The author proposes MathVerse to solve the aforementioned problems.
Method
Data collection
MathVerse contains $2612$ visual math problems and can be divided into plan geometry ($1746$), solid geometry ($332$) and functions ($534$).
Text input processing
To check if MLLMs use visual input to solve the mathematical problems, the author decompose the text input into three categories:
- Descriptive information: Directly observable and clearly portrayed content in the diagram.
- Implicit Property: Higher level of visual perception but less mathematical knowledge.
- Essential Condition: specific numerical or algebraic measurements.

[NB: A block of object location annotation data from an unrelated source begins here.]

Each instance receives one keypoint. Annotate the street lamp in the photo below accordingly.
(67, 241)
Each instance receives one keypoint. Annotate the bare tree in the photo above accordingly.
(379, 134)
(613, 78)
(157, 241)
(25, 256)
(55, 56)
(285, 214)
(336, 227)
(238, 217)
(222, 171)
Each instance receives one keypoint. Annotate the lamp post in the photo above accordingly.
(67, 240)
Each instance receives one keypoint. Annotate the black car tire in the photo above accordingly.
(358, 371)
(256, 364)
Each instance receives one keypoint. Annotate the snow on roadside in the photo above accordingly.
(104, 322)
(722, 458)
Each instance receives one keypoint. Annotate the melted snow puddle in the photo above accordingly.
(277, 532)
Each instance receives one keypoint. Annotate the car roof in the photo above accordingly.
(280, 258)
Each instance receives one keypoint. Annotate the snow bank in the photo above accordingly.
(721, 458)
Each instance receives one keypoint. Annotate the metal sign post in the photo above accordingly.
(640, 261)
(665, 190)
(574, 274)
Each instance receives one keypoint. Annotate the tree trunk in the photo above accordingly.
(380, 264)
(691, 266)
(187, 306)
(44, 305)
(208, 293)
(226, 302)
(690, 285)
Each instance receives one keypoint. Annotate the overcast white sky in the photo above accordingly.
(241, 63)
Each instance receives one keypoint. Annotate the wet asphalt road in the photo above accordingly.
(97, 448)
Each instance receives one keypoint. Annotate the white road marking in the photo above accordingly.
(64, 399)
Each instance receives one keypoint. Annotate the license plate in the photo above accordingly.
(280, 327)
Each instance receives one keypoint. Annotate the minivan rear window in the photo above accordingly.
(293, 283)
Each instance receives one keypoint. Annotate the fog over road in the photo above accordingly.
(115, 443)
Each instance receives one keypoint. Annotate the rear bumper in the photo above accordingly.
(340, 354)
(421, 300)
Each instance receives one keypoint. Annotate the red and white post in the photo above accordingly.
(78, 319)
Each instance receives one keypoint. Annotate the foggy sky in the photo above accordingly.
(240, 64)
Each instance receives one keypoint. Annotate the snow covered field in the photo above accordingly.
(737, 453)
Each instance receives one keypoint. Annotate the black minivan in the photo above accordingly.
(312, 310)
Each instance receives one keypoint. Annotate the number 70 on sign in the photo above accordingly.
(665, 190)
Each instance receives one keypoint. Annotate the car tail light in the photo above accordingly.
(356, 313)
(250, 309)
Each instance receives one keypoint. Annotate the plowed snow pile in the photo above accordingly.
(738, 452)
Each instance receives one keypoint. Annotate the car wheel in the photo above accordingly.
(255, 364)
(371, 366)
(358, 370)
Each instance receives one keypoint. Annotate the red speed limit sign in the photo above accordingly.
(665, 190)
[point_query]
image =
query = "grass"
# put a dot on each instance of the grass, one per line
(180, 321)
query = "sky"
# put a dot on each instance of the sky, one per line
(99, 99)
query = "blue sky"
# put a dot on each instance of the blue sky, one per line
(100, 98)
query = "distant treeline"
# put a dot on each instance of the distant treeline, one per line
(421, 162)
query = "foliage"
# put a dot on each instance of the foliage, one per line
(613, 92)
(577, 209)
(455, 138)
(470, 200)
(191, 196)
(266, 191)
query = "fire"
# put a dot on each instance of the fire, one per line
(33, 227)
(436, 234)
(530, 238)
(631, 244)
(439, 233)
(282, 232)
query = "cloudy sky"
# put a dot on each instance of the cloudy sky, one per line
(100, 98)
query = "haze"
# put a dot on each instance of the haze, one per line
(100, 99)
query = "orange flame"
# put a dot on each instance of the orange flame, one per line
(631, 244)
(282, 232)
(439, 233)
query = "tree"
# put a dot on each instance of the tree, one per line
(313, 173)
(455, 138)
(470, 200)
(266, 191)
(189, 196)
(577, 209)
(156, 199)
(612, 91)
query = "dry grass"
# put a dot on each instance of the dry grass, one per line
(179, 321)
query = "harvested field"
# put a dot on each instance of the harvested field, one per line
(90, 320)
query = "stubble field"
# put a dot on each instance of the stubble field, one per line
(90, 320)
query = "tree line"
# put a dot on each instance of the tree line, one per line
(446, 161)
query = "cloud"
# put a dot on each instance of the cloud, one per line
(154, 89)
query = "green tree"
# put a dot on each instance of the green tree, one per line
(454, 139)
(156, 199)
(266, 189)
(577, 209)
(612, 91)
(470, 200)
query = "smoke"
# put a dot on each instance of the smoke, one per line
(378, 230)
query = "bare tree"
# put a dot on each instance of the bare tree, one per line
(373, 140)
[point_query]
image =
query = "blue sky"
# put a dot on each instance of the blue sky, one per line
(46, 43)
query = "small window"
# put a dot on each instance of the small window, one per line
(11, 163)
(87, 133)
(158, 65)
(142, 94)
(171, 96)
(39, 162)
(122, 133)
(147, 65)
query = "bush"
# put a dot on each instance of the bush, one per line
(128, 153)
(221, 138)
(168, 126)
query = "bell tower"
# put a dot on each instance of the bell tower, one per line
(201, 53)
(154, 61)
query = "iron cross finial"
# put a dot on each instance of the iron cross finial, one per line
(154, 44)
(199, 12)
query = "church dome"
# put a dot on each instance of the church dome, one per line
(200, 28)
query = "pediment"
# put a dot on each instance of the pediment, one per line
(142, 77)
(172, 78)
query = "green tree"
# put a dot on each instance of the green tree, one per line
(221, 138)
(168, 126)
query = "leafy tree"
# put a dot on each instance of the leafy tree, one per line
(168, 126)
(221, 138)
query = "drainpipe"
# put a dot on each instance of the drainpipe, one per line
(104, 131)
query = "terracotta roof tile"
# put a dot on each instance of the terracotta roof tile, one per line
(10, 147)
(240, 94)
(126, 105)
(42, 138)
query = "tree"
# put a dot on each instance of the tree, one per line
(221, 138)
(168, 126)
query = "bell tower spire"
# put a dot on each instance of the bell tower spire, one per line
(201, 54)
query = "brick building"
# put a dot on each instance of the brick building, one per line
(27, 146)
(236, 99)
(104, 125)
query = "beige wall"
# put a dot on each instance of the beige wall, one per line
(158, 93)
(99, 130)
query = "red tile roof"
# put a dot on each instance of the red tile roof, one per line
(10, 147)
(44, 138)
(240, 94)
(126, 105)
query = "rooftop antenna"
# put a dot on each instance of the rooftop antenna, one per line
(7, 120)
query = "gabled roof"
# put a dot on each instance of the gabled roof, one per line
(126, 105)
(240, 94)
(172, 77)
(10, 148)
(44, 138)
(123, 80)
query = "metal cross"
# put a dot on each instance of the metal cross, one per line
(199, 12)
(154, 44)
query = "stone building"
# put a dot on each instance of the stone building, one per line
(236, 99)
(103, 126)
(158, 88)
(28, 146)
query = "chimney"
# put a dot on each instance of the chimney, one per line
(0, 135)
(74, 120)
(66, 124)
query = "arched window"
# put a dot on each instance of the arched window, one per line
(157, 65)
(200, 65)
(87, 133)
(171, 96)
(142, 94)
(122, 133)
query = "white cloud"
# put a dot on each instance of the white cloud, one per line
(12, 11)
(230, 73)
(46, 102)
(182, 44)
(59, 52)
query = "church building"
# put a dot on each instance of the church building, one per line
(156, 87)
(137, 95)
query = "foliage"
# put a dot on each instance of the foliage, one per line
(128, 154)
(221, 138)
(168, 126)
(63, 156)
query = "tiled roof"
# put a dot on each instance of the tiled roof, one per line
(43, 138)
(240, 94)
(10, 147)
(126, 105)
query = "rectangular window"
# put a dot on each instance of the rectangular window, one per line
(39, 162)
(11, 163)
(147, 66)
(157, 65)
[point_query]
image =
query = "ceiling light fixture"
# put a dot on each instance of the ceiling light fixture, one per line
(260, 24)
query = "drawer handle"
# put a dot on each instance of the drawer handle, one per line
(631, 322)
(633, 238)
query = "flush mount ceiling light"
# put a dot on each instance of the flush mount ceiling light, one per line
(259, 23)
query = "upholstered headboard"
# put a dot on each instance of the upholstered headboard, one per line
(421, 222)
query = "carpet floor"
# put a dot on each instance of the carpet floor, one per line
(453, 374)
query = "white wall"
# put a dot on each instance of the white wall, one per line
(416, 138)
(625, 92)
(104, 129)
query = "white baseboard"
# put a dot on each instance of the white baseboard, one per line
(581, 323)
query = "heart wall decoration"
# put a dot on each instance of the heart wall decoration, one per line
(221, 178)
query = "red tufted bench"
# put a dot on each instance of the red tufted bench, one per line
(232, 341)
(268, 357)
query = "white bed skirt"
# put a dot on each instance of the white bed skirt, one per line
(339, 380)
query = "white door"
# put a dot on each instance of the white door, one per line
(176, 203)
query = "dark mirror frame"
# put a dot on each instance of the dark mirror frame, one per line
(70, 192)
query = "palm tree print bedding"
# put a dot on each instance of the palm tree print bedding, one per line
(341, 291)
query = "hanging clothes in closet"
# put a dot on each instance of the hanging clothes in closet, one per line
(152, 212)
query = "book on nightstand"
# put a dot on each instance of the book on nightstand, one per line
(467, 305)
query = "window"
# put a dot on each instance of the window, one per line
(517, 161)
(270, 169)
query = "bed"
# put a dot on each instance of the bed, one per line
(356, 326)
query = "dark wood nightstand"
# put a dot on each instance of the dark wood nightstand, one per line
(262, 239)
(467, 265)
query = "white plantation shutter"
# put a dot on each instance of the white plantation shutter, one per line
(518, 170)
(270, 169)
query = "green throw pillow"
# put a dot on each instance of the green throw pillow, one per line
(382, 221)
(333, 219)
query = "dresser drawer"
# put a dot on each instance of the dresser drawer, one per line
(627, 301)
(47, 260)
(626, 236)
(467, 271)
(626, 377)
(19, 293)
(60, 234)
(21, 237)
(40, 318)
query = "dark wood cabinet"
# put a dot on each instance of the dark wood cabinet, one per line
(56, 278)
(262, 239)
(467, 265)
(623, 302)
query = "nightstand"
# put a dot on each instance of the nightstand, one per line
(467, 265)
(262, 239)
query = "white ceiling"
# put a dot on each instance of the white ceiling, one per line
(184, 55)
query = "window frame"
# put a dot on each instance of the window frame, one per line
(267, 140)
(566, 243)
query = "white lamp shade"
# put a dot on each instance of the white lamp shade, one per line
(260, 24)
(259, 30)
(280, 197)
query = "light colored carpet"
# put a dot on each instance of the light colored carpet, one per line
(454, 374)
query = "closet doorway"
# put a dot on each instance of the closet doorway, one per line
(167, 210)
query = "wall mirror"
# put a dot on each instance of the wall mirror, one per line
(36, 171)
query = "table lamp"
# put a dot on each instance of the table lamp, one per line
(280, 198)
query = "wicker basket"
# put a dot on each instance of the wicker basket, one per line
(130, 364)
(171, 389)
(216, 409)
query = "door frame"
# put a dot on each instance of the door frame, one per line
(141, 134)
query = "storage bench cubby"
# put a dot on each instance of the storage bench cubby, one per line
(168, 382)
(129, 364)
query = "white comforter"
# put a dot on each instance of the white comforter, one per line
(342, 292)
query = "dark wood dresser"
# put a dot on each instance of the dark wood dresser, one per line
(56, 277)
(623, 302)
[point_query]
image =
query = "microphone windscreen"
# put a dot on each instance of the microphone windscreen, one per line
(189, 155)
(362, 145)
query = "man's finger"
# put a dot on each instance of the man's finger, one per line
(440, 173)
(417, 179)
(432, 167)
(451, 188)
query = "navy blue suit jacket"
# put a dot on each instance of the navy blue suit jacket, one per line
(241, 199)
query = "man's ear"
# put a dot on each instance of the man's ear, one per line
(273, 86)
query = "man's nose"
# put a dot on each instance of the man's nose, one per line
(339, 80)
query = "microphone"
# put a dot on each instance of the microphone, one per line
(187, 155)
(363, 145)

The dataset is then augmented by creating six versions of each problem:
- Text-dominant version: all text input and visual inputs are kept.
- Text-lite version: description information is discarded.
- Text-only version: visual input is discarded
- Vision-intensive version: description information and implicit property are discarded.
- Vision-dominant version: description information and essential condition are discarded.
- Vision-only version: text input is discarded
CoT evaluation
To visualize the reasoning process of MLLM when solving mathematical problems, the author employ GPT-4 to generate key steps of solving the problem. Then scores are given to each reasoning step, in this way, the reasoning process can be tested.
Result
Experiment results show that:
- MLLMs rely more on description information than seeing diagrams
- LLMs Achieve Competitive Results to MLLMs.